Why This Matters for Client Advisory Services
CAS is often discussed in terms of dashboards, reports, forecasting, and monthly client meetings.
But there is another challenge that becomes more important as an advisory practice grows:
How does the advisor know where to spend their time?
Every client does not require the same amount of attention every month.
Some may be performing exactly as expected.
Others may be experiencing changes that haven't yet become obvious.
The ability to monitor financial health and forward-looking indicators across an entire client portfolio can help an advisor identify those situations earlier.
That can make advisory more proactive.
Instead of waiting for the business owner to recognize a problem and call their accountant, the accountant can potentially initiate the conversation:
"I noticed something changing in your numbers that I think we should discuss."
And rather than arriving at that conversation with only an observation, the advisor could have already modeled several possible outcomes.
That's a very different client experience.
Portfolio Intelligence Is Becoming a New Layer of the Accounting Technology Stack
Intuit's investment in Client Insights, anomaly detection, and cross-client AI reinforces a broader trend in accounting technology.
The client file is no longer the only useful unit of analysis.
The client portfolio itself is becoming a source of intelligence.
For accounting firms, this means technology can increasingly help answer four different questions:
What needs to be done?
Operational systems can identify bookkeeping tasks, disconnected accounts, outstanding transactions, and workflow issues.
What is happening?
Financial analysis can identify changes in revenue, margins, liquidity, KPIs, and overall financial performance.
What might happen next?
Forecasting and forward-looking financial analysis can help firms understand where clients may be headed.
What if something changes?
Scenario modeling can help advisors explore how changes in revenue, expenses, staffing, subscription performance, or other assumptions could affect future financial performance.
RunSmart is focused heavily on the latter questions while connecting them to what has already happened.

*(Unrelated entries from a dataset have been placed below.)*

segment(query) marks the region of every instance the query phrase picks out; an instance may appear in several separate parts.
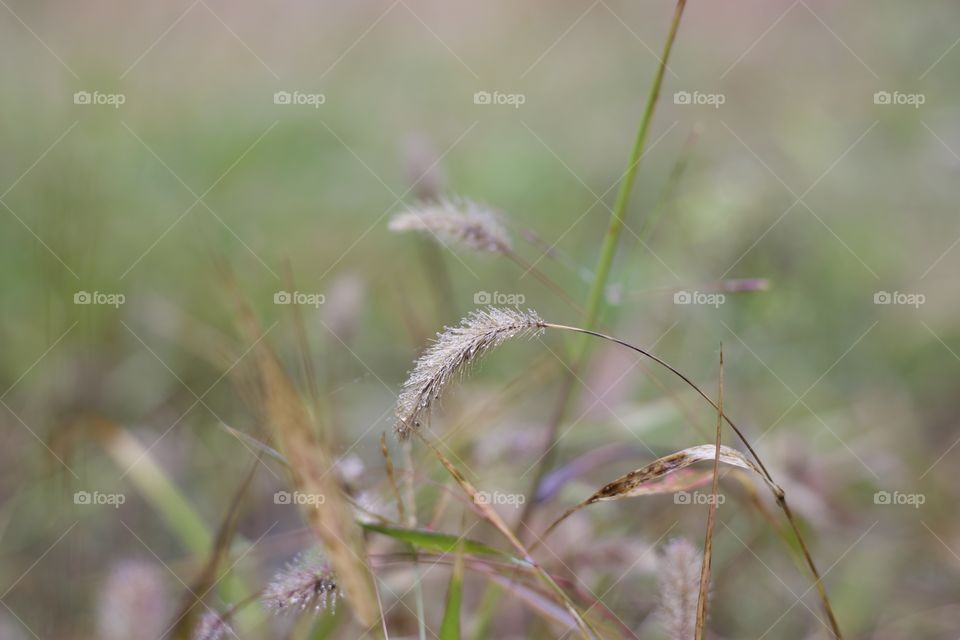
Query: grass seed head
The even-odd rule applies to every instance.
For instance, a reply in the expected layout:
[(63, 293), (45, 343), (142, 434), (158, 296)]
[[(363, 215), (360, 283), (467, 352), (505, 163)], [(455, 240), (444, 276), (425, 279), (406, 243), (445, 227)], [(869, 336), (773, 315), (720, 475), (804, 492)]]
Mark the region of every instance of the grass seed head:
[(700, 551), (683, 538), (668, 542), (659, 558), (658, 617), (671, 640), (690, 640), (694, 636), (702, 561)]

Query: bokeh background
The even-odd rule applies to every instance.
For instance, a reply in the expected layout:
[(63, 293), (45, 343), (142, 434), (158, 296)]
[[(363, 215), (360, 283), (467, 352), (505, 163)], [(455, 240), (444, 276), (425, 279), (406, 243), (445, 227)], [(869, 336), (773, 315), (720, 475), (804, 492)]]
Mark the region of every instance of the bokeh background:
[[(473, 198), (582, 301), (673, 12), (652, 0), (0, 4), (4, 638), (98, 637), (118, 563), (158, 568), (173, 601), (196, 573), (202, 554), (129, 473), (142, 458), (124, 463), (103, 431), (139, 443), (216, 530), (255, 451), (227, 427), (265, 437), (231, 384), (250, 344), (226, 272), (298, 380), (303, 342), (274, 295), (325, 296), (300, 307), (316, 385), (351, 482), (384, 499), (378, 438), (435, 331), (481, 292), (575, 324), (577, 310), (516, 264), (432, 251), (387, 222), (428, 187)], [(725, 406), (795, 503), (849, 637), (960, 627), (958, 20), (946, 1), (691, 2), (602, 321), (710, 390), (722, 343)], [(282, 91), (323, 104), (276, 104)], [(482, 91), (522, 104), (477, 104)], [(123, 104), (77, 104), (77, 92)], [(675, 303), (746, 278), (767, 286)], [(123, 304), (77, 304), (78, 292)], [(892, 304), (877, 304), (883, 292)], [(436, 418), (439, 434), (460, 425), (450, 446), (478, 486), (530, 482), (568, 346), (543, 345), (498, 350)], [(712, 439), (709, 407), (652, 372), (594, 345), (555, 462), (611, 445), (623, 455), (566, 485), (543, 524)], [(251, 583), (309, 545), (296, 511), (274, 504), (285, 483), (265, 463), (245, 500), (239, 535), (265, 536), (233, 558)], [(805, 572), (739, 485), (724, 487), (712, 632), (826, 637)], [(77, 491), (124, 503), (76, 504)], [(424, 518), (441, 493), (424, 490)], [(701, 541), (705, 509), (669, 496), (594, 507), (547, 560), (598, 596), (609, 588), (626, 626), (658, 637), (656, 547)], [(471, 535), (496, 540), (484, 526)], [(442, 594), (447, 575), (428, 575), (427, 592)], [(468, 584), (466, 620), (482, 587)], [(428, 602), (434, 626), (441, 600)], [(392, 616), (398, 637), (415, 633), (406, 607)], [(353, 637), (331, 617), (320, 626)], [(302, 627), (251, 620), (239, 634), (326, 633)], [(493, 633), (559, 634), (513, 602)]]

The Future Isn't Another Dashboard
Dashboards are useful.
But an accounting professional managing dozens of clients doesn't necessarily need another place containing hundreds of numbers.
They need help deciding which numbers matter right now and which clients deserve attention.
Portfolio intelligence moves accounting technology closer to that goal.
AI can take it another step by allowing professionals to interrogate that intelligence conversationally and then act on what they discover through financial modeling.
And combining historical accounting information with financial forecasts, scenarios, financial health indicators, subscription data, and other operational information can take it further still.
The ultimate objective isn't to replace the accountant's judgment.
It's to make it easier for an accountant to apply that judgment across a much larger client base.
Instead of asking:
"Which client should I open next?"
the accounting platform of the future should increasingly be able to help answer:
"Which clients need my attention, what changed, what might happen next, and what happens if we change the assumptions?"
That's the future of cross-client advisory intelligence we're building toward with RunSmart.